SHORT TERM: most markets closed worldwide, YM (DOW) -120
Overnight mostly only Asian markets were open: -0.1%. European markets were closed. US index futures traded throughout the night and ES (SPX) was +3.0 prior to the Payrolls report. At 8:30 monthly Payrolls were reported lower: 120K vs 227K, well below the 230K estimate. The Unemployment rate, however, dropped: 8.2% vs 8.3%. Stock index futures sold off quite dramatically after the report, and Bonds rallied. At the 9:15 EST AM close ES (SPX) was -15.25, NQ (NDX) was -28.50, and ZN (Bonds) were +27 ticks. In Forex trading Gold gained $11.00, and the USD declined.

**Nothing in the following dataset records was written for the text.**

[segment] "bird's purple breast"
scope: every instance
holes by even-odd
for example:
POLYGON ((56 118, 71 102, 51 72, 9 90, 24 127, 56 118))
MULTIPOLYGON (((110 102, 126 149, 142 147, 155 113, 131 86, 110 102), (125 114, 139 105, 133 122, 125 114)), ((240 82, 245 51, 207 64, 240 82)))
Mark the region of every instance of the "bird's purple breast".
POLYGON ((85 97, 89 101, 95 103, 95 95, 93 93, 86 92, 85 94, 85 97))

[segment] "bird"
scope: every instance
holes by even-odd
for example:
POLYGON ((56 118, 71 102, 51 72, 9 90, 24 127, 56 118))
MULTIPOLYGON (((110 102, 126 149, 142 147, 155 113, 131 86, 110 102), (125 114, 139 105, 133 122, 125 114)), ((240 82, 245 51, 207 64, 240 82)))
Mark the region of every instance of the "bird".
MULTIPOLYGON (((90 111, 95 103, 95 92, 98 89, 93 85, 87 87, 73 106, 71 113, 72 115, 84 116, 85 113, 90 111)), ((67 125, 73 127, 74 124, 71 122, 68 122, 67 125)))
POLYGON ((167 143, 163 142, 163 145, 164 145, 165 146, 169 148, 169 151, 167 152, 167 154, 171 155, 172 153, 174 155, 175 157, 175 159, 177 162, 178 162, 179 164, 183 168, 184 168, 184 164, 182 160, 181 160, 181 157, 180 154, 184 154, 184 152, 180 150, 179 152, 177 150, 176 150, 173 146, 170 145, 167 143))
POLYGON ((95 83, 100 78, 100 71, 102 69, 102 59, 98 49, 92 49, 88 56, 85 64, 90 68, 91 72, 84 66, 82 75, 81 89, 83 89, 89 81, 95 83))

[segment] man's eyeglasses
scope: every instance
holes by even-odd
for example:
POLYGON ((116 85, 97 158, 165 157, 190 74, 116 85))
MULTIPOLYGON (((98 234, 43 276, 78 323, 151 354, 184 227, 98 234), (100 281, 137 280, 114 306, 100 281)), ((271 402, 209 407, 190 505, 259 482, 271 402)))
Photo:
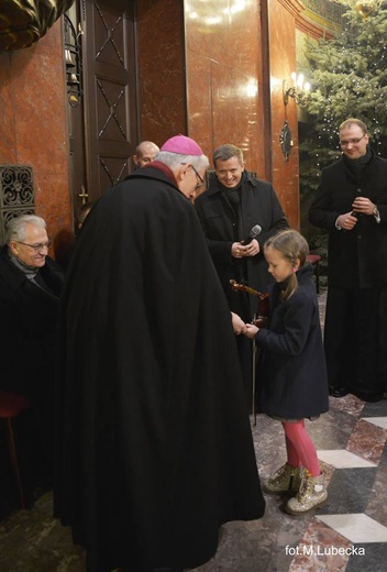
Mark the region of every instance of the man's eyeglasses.
POLYGON ((364 139, 366 133, 364 133, 363 138, 350 139, 349 141, 339 141, 339 145, 341 145, 342 147, 347 147, 350 144, 357 145, 357 143, 360 143, 362 139, 364 139))
POLYGON ((203 178, 199 175, 199 173, 196 170, 196 168, 194 167, 194 165, 191 165, 192 167, 192 170, 195 173, 195 175, 197 176, 197 178, 200 180, 200 183, 197 184, 197 186, 195 187, 195 190, 198 190, 200 189, 201 187, 206 187, 206 183, 203 180, 203 178))
POLYGON ((35 252, 40 252, 43 249, 49 249, 52 241, 48 242, 40 242, 38 244, 27 244, 26 242, 21 242, 20 240, 15 240, 18 244, 23 244, 24 246, 30 246, 35 252))

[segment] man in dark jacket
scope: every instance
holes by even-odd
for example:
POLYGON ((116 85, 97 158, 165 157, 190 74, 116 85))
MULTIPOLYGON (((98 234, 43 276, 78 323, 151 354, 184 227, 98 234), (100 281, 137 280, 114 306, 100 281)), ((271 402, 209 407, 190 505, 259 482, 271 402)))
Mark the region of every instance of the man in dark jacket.
MULTIPOLYGON (((242 290, 233 292, 230 280, 245 284, 265 294, 269 280, 263 254, 266 240, 288 228, 284 210, 269 183, 246 172, 242 151, 235 145, 222 145, 213 153, 215 173, 209 188, 196 199, 207 244, 226 295, 229 307, 245 322, 257 310, 257 298, 242 290), (243 244, 255 226, 259 234, 243 244)), ((240 361, 247 395, 252 388, 252 344, 237 339, 240 361)))
POLYGON ((235 339, 177 135, 91 210, 60 312, 55 514, 88 571, 196 568, 264 512, 235 339))
POLYGON ((329 231, 328 376, 335 397, 378 400, 387 386, 387 161, 358 119, 339 134, 342 158, 322 170, 309 212, 329 231))
POLYGON ((36 448, 48 453, 46 468, 36 466, 45 481, 52 471, 55 336, 64 282, 60 267, 47 256, 48 245, 45 221, 24 215, 8 223, 0 252, 0 388, 32 405, 36 448))

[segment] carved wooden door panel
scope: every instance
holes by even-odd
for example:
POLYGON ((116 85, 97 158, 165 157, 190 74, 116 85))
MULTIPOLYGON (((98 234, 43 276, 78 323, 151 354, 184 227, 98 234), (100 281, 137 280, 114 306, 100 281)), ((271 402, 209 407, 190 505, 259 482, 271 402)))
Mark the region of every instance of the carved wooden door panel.
POLYGON ((137 140, 134 2, 79 0, 77 8, 82 97, 70 112, 78 113, 70 134, 75 210, 129 174, 137 140))

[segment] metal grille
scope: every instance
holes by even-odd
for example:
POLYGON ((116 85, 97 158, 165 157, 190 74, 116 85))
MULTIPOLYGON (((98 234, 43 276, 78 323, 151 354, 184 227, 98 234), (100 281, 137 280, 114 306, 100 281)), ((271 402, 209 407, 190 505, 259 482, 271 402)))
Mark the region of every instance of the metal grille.
POLYGON ((33 215, 35 197, 32 167, 0 165, 0 244, 9 220, 20 215, 33 215))

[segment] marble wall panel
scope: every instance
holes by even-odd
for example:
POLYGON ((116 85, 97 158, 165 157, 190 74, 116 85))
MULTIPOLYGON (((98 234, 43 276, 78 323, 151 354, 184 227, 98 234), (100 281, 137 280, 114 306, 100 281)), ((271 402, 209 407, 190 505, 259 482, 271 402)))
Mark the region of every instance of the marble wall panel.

Last night the FED reported an uptick in the M1-multipler, but another downtick in the Monetary base. It appears our Primary wave III, in the monetary base, peaked in February at $2.753 tln. The monetary base is currently at $2.659 tln and declining. Economic reports that come in later in the day will be included in the weekend report.
Should the market open monday at current futures levels, the SPX will be challenging the lower end of the OEW 1386 support pivot, and possibly entering the 1372 pivot range. This would create the largest pullback since December’s 65 SPX point decline. With the recent diagonal triangle pattern in place for Intermediate wave v, a new downtrend is likely underway. Will cover this and what it suggests in the weekly update. Enjoy the holiday!